В гарнизоне успел только отрапортовать, пока было кому. Пасхальный день: все уже нетверёзые были!
Всё здесь непривычное, особенное: и люди, и природа, и климат, и местные животины. Да и я сам здесь какой-то другой делаюсь.
В здешней глуши нет ничего, что хотя бы отдалённо напоминало светское общество.
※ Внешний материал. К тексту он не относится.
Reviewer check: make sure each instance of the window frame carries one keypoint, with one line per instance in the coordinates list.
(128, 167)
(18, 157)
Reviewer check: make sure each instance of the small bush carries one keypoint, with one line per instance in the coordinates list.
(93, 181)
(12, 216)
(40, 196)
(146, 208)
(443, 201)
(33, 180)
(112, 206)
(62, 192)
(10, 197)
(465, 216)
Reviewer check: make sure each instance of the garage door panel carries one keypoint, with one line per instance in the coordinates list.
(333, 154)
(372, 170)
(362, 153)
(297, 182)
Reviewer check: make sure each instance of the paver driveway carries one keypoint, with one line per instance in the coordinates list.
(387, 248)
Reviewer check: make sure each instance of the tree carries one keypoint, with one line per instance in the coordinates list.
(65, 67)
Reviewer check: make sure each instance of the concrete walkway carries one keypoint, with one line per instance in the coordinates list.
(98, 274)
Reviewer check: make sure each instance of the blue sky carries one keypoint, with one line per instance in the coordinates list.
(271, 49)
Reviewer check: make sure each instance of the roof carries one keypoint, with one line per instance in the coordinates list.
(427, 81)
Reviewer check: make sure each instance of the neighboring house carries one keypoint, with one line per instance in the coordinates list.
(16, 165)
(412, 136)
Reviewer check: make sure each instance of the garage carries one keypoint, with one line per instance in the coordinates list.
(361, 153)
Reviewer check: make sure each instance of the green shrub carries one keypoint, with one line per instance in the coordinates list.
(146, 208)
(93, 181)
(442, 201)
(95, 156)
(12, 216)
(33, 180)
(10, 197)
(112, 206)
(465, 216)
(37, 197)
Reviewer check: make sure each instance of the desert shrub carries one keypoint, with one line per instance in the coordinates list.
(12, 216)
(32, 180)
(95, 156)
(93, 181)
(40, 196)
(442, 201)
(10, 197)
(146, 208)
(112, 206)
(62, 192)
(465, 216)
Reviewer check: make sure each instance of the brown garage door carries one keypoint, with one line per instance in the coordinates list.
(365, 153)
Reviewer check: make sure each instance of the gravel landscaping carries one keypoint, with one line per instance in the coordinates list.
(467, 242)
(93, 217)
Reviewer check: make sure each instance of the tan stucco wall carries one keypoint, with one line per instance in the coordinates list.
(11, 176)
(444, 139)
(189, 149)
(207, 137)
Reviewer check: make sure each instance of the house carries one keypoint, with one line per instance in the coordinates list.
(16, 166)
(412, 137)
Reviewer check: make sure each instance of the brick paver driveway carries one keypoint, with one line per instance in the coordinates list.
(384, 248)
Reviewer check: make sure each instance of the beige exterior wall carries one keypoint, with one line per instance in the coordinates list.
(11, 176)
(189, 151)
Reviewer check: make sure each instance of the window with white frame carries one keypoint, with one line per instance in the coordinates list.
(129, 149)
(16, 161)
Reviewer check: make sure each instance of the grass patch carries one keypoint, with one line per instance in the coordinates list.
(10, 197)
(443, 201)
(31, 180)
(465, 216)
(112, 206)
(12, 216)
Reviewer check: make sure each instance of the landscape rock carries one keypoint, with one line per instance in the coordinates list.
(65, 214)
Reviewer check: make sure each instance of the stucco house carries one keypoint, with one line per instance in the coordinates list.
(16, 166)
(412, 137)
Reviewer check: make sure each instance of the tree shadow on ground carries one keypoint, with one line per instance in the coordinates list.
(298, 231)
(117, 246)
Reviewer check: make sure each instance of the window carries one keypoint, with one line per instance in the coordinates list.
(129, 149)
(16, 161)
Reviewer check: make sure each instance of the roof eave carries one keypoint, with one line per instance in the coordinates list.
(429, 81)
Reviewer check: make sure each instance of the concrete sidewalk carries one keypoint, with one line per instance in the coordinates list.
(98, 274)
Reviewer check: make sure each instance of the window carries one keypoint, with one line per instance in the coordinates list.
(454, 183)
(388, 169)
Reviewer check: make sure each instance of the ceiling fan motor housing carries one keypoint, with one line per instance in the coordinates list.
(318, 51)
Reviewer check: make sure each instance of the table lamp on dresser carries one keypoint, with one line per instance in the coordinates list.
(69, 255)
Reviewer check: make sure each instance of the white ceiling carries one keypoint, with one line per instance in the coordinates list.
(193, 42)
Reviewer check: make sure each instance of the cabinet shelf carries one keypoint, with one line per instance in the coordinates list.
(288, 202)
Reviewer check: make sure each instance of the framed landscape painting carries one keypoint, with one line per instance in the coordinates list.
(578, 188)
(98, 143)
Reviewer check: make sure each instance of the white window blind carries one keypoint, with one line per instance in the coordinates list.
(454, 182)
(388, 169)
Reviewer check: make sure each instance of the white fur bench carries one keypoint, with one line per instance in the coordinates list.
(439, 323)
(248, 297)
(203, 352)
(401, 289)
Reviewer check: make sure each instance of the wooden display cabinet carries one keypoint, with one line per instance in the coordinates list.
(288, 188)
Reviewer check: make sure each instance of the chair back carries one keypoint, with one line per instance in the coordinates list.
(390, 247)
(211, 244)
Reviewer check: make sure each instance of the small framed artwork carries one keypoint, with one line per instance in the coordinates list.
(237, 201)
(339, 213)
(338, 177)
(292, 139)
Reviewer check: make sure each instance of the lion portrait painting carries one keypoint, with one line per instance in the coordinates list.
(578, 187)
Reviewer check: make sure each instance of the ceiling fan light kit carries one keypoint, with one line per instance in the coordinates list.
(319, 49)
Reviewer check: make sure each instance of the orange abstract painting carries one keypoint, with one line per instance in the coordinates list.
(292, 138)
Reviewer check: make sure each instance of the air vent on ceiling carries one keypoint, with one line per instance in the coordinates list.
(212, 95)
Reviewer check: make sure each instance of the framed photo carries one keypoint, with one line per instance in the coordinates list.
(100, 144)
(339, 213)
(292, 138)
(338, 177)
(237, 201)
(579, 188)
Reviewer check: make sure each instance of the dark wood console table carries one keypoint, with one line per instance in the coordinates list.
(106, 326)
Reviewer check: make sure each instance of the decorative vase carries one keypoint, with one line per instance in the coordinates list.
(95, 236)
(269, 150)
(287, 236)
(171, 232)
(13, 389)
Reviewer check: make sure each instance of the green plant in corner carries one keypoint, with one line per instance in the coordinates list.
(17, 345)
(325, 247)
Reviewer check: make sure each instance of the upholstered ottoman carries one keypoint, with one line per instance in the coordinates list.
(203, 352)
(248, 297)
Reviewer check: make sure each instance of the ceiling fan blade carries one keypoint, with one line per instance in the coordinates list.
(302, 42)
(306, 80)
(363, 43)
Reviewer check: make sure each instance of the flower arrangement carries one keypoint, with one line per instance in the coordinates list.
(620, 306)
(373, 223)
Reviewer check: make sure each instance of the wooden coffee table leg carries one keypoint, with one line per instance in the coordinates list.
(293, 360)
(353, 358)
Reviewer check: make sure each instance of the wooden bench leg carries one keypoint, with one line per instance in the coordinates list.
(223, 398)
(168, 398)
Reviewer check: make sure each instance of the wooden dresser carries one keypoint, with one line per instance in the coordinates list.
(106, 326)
От скуки начал вести дневник.
Здесь всё настолько первобытно, что я, право, боюсь потерять человеческий облик.
2
Пьянство в гарнизоне процветает чудовищное! Одни чачу всю ночь хлещут, другие чуть свет на зурне наяривают. Офицеры состязаются в сквернословии, шутки злы и опасны.
Спрятавшись от начальника гарнизона, сам генерал-аншеф, будучи в белой горячке грозит офицерам трибуналом и призывает забрать у турок Истамбул-Константинополь! Вода из крана солёная. Пьют горькую. Мне, непьющему, здесь несладко, но зато нескучно.
3
Третьего дня в гарнизон прибыли два одинаковых ýнтера, чистых борова, грязные канальи. Напоили всех, учинили драку на глазах у приезжих мамзелей, генерал-аншефа накачали до положения риз, отчего он, кряжистый, но низкорослый, впал в первобытное неистовство: на словах отправил всех в Сибирь, и наконец, сам себя отправил в отставку. Превзойдя самого себя!
Боровы-унтерà объявили себя внутренней полицией, пренебрегают караульной службою и очередью дневального.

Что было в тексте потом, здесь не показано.